S’il est élu aujourd’hui, et il partait largement favori, le Camerounais Paul Biya sera probablement président à vie. En effet, il a 92 ans et partirait pour un mandat de sept ans, le huitième consécutif depuis 1982. Un record mondial.
Onze candidats lui faisaient face, mais un seul, Issa Tchiroma Bakary, 79 ans, qui a quitté en juin le gouvernement et rejoint l’opposition après vingt ans dans le giron présidentiel, avait une petite chance. Certes, a révélé Jeune Afrique, deux rapports confidentiels en juillet ont mis en garde Paul Biya contre la probabilité d’une victoire de l’opposition, mais ce dernier, au fil des années a verrouillé totalement le système et les institutions, notamment par le biais de nominations, de subventions et même d’achats de voix et de manipulations des résultats…
La grande majorité des 7,8 millions d’électeurs appelés ce dimanche aux urnes pour un scrutin à un tour, n’ont connu que Paul Biya à la tête du pays et, s’ils espèrent un changement, sont plutôt résignés et désabusés.
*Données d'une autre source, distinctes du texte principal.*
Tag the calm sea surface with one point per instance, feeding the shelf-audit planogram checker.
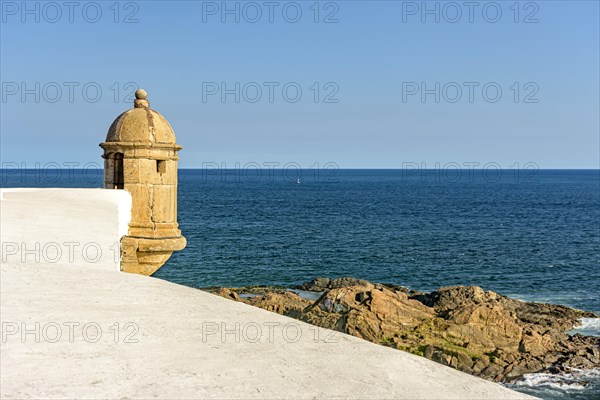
(534, 235)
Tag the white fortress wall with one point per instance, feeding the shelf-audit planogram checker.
(79, 227)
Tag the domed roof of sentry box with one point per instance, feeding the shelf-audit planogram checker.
(141, 124)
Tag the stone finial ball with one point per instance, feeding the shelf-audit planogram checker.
(141, 94)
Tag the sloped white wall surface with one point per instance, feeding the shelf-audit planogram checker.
(81, 227)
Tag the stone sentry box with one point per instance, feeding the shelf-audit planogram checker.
(140, 156)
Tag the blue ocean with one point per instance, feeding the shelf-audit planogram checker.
(528, 234)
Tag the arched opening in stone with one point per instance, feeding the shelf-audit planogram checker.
(118, 174)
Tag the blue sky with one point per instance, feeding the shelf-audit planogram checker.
(361, 68)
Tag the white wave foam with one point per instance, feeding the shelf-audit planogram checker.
(589, 327)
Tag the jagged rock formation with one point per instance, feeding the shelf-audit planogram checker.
(479, 332)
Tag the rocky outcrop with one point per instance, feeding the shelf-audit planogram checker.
(479, 332)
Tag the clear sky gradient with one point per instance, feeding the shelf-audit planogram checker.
(370, 61)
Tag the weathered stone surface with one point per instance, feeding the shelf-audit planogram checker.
(140, 155)
(479, 332)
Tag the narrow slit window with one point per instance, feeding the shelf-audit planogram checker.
(118, 173)
(161, 166)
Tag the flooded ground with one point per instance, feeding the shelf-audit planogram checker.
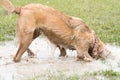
(29, 67)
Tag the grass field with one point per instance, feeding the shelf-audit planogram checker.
(103, 16)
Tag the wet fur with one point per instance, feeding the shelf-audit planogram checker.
(60, 29)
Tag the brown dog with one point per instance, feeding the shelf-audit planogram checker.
(62, 30)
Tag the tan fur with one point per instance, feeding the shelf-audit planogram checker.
(62, 30)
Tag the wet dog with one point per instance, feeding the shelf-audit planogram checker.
(62, 30)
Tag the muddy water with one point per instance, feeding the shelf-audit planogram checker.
(43, 61)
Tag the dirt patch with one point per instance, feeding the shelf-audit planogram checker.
(28, 67)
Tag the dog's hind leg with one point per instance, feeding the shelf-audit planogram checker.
(24, 39)
(62, 51)
(36, 33)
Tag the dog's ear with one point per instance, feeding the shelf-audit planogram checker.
(7, 5)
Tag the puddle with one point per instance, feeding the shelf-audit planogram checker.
(28, 67)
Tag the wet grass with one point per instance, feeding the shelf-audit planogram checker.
(101, 15)
(99, 75)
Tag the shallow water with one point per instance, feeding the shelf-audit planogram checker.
(29, 67)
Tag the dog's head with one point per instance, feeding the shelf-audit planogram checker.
(100, 50)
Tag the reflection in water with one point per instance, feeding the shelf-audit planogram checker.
(28, 67)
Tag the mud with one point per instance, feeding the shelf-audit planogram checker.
(43, 61)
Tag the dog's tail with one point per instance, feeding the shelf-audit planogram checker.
(10, 7)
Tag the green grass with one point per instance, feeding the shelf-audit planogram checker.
(103, 16)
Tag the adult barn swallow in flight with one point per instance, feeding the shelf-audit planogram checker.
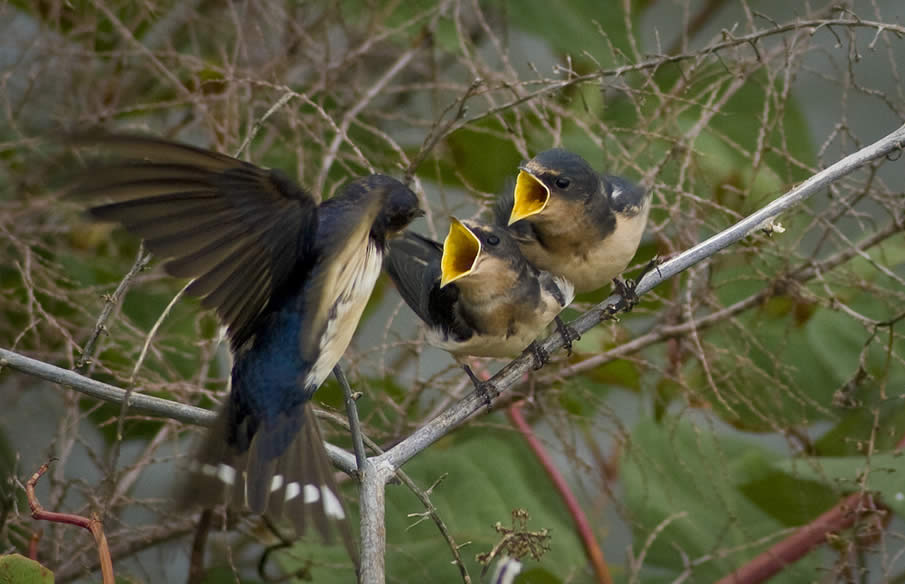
(476, 293)
(290, 278)
(572, 221)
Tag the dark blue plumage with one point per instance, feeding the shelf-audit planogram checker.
(290, 278)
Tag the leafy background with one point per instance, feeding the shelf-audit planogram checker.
(735, 403)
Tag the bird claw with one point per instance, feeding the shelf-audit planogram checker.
(486, 390)
(626, 289)
(540, 355)
(568, 334)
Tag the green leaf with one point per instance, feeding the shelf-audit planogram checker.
(883, 473)
(488, 473)
(16, 569)
(681, 489)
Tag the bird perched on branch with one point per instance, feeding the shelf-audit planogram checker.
(290, 278)
(572, 221)
(476, 293)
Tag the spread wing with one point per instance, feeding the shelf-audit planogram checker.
(238, 229)
(413, 263)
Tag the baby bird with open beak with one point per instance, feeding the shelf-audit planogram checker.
(574, 222)
(476, 293)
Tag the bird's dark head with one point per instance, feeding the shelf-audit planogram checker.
(475, 251)
(550, 182)
(400, 205)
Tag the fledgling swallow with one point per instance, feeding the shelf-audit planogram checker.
(572, 221)
(290, 278)
(476, 293)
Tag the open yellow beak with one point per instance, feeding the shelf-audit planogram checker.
(531, 196)
(461, 250)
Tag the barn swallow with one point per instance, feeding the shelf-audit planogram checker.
(572, 221)
(476, 293)
(290, 278)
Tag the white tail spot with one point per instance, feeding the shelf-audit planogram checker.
(311, 494)
(224, 472)
(292, 491)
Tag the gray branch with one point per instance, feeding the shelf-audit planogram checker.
(514, 371)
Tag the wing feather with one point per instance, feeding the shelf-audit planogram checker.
(240, 230)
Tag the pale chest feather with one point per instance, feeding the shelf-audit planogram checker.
(357, 279)
(592, 266)
(508, 330)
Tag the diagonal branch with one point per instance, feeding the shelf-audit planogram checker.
(513, 372)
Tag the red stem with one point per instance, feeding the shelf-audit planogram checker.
(582, 526)
(93, 524)
(802, 542)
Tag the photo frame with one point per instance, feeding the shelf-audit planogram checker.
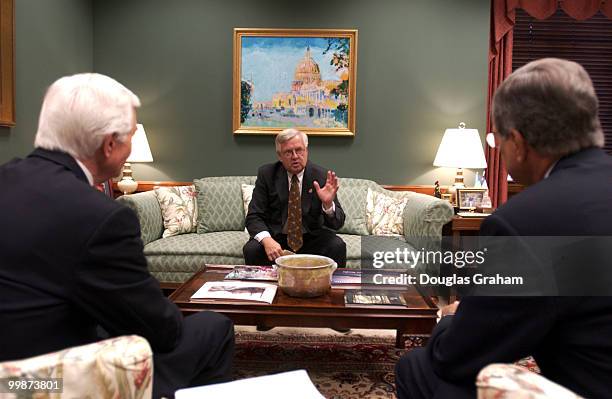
(294, 78)
(470, 198)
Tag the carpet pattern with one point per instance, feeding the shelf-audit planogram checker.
(340, 366)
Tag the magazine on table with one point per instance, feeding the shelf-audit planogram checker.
(374, 298)
(246, 291)
(291, 384)
(346, 276)
(264, 273)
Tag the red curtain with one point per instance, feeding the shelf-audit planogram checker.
(500, 63)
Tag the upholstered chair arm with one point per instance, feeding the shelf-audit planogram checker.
(147, 209)
(120, 367)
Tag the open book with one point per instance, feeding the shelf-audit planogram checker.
(236, 291)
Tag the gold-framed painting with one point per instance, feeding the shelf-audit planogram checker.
(7, 63)
(294, 78)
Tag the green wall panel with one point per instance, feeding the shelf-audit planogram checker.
(53, 38)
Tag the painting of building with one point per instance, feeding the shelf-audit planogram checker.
(298, 82)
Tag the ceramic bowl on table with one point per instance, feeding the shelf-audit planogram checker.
(305, 276)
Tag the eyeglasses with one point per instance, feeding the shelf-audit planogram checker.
(297, 151)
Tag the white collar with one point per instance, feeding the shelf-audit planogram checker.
(299, 175)
(88, 174)
(550, 169)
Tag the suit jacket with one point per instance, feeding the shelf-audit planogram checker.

Ils savent que leur pays est une gérontocratie pas facile à bouger. Il y a plus âgé que Biya : le chef de la police, le ministre Martin Mbarga Nguélé, a plus de 93 ans, le président du Sénat, Marcel Niat Njifenji, va avoir 91 ans, tandis que celui de l’Assemblée nationale, Djibril Cavayé Yéguié, au perchoir depuis trente-trois ans, est âgé de 85 ans. Le président de la Cour constitutionnelle, Clément Atangana, a 84 ans. Le chef de l’état-major des armées, René Claude Meka, 86 ans, le ministre de la Justice, Laurent Esso, 83 ans…
Fidèle à son habitude, le président, que l’on voit plus à Genève qu’à Yaoundé ou Douala, n’a pas fait campagne, tenant un seul meeting devant seulement quelques centaines de personnes. Il a promis qu’ ”aucun jeune, qu’il soit diplômé ou non, ne sera laissé sur le bord de la route” et « davantage de femmes à tous les niveaux de responsabilités ». La moitié de la population a moins de 20 ans et, dans les villes, le chômage atteint 35%… Les Camerounais, dont 40% vivaient sous le seuil de pauvreté en 2024 selon la Banque mondiale, se plaignent de la cherté de la vie, du manque d’eau potable, de soins de santé, d’éducation et de la dégradation des infrastructures, notamment des routes – seules 8,2% sont bitumées. Beaucoup de jeunes choisissent l’exil.
Tchiroma Bakary a cherché à les séduire : « « Vous n’aurez plus à mourir dans le désert, ni dans les océans. Nous sommes assis sur de l’or et plein d’autres ressources. Comment peut-on avoir tant de richesse et être si pauvres ? Ce sont les dirigeants qui sont incompétents, et nous allons les mettre dehors ! »
Si jamais, il arrivait devant Biya, sa victoire serait-elle proclamée. En 2018, Maurice Kamto avait affirmé avoir remporté la présidentielle, sans parvenir à le prouver. Il avait été arrêté et emprisonné pendant près de dix mois en 2019. Cette année, sa candidature a été rejetée par le Conseil constitutionnel.
Le Cameroun risque bien de continuer à faire du surplace ou à décliner à moins que la population, une génération Z, ne se révolte ou… que le Président ne meurt. Sa santé, dont il est interdit de parler, est source d’inquiétude et ses longs séjours à Genève, parfois jusqu’à un tiers de l’année, pourraient être motivés par des soins médicaux…
A noter que durant cette période électorale, on a peu évoqué les crises sécuritaires. Dans l’Extrême-Nord, Boko Haram – qui a prêté allégeance à l’État islamique il y a dix ans – et les groupes terroristes « dissidents » sévissent sans discontinuer. Dans les régions du Nord-Ouest et du Sud-Ouest, c’est la guérilla menée par les groupes séparatistes anglophones se revendiquant de l’ « Ambazonie » qui fait rage.